The role evolves, the need doesn’t
Here’s what I’ve noticed across these projects: the reason people need to be in the loop changes over time, but the need itself doesn’t disappear.
Early on, human involvement is functionally necessary. The system is new, its track record is thin, and there’s real value in having people review and approve before consequential actions are taken. Humans are doing real work in the system.
Later, as trust accumulates, the role becomes more about control and legibility. People don’t need to approve every action, but they want admin controls, audit logs, visibility into what’s running. They want to know they could intervene if something went wrong, even if they never do. The system has earned autonomy, but people still want the keys.
Skip either phase and you’re in trouble. Move to full automation before trust is built, and you’ll see resistance and workarounds. Remove visibility and control after trust is established, and you’ll erode what you built. And when you need a human to be there, they’ll be so disconnected that they won’t be ready to intervene.
A note on growing AI familiarity
There’s a reasonable counterargument here: as people use Claude, Copilot, and similar tools in their daily work, won’t general familiarity with AI reduce the trust-building burden over time? Probably, at the margins. Category trust is real, and teams already comfortable with AI tools do come to new workflows with lower initial resistance.
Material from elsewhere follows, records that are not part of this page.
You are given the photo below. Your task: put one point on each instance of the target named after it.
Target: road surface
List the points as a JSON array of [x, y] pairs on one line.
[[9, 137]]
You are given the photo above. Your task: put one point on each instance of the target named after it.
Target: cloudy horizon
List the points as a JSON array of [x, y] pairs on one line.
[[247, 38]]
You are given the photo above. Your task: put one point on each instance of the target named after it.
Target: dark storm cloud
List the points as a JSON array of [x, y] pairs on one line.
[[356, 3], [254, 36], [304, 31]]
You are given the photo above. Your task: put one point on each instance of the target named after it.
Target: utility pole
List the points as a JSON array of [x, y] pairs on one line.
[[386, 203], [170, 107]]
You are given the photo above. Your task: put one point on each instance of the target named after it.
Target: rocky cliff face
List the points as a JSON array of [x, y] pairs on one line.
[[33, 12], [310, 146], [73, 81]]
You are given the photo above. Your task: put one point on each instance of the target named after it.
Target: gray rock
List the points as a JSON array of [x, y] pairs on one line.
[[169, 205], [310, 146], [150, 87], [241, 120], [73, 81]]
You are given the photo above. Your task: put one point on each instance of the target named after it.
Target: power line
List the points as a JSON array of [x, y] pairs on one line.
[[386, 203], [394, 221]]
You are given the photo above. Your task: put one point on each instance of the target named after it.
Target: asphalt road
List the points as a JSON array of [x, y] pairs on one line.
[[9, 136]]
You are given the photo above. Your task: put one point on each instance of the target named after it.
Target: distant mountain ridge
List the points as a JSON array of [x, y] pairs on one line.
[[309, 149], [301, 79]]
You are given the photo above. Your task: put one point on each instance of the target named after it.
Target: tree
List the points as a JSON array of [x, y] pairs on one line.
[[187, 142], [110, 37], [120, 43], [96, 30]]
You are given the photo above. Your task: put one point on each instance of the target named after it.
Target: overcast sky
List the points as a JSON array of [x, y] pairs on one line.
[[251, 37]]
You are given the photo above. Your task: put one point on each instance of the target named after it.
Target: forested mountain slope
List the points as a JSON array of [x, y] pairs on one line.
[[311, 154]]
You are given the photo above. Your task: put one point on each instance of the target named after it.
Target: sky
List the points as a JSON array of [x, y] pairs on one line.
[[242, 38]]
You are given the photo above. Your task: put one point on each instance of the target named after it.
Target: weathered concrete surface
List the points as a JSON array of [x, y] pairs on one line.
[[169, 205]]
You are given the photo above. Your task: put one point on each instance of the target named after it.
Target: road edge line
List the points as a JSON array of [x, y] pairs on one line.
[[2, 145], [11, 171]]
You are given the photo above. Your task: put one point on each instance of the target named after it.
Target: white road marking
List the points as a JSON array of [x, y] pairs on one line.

But category trust and system trust aren’t the same thing. Trusting an AI assistant for personal productivity is different from trusting an automated workflow making consequential business decisions. The stakes are different, and trust has to be earned in that specific context. And if anything, experienced AI users tend to have higher expectations for transparency and control, not lower ones. They know what can go wrong. The button to press isn’t a concession to skeptics. It’s what good design looks like regardless of how AI-savvy your users are.
The design principle
Build humans into the workflow deliberately, and design for how that role evolves.
That means starting with transparency: show how the system thinks, not just what it concludes. It means creating checkpoints that give people meaningful agency, not just the illusion of it. It means preserving audit trails and controls even when they’re rarely used, because their presence matters to the relationship.
And it means having a plan for how human involvement shifts as the system earns trust, rather than treating automation as the finish line and human steps as the obstacles in the way.
The companies that get this right see better adoption and build systems that improve over time, because the humans in the loop are engaged rather than alienated, contributing rather than routing around.
Pull the cord. It’s not a brake on the system. It’s what makes it work.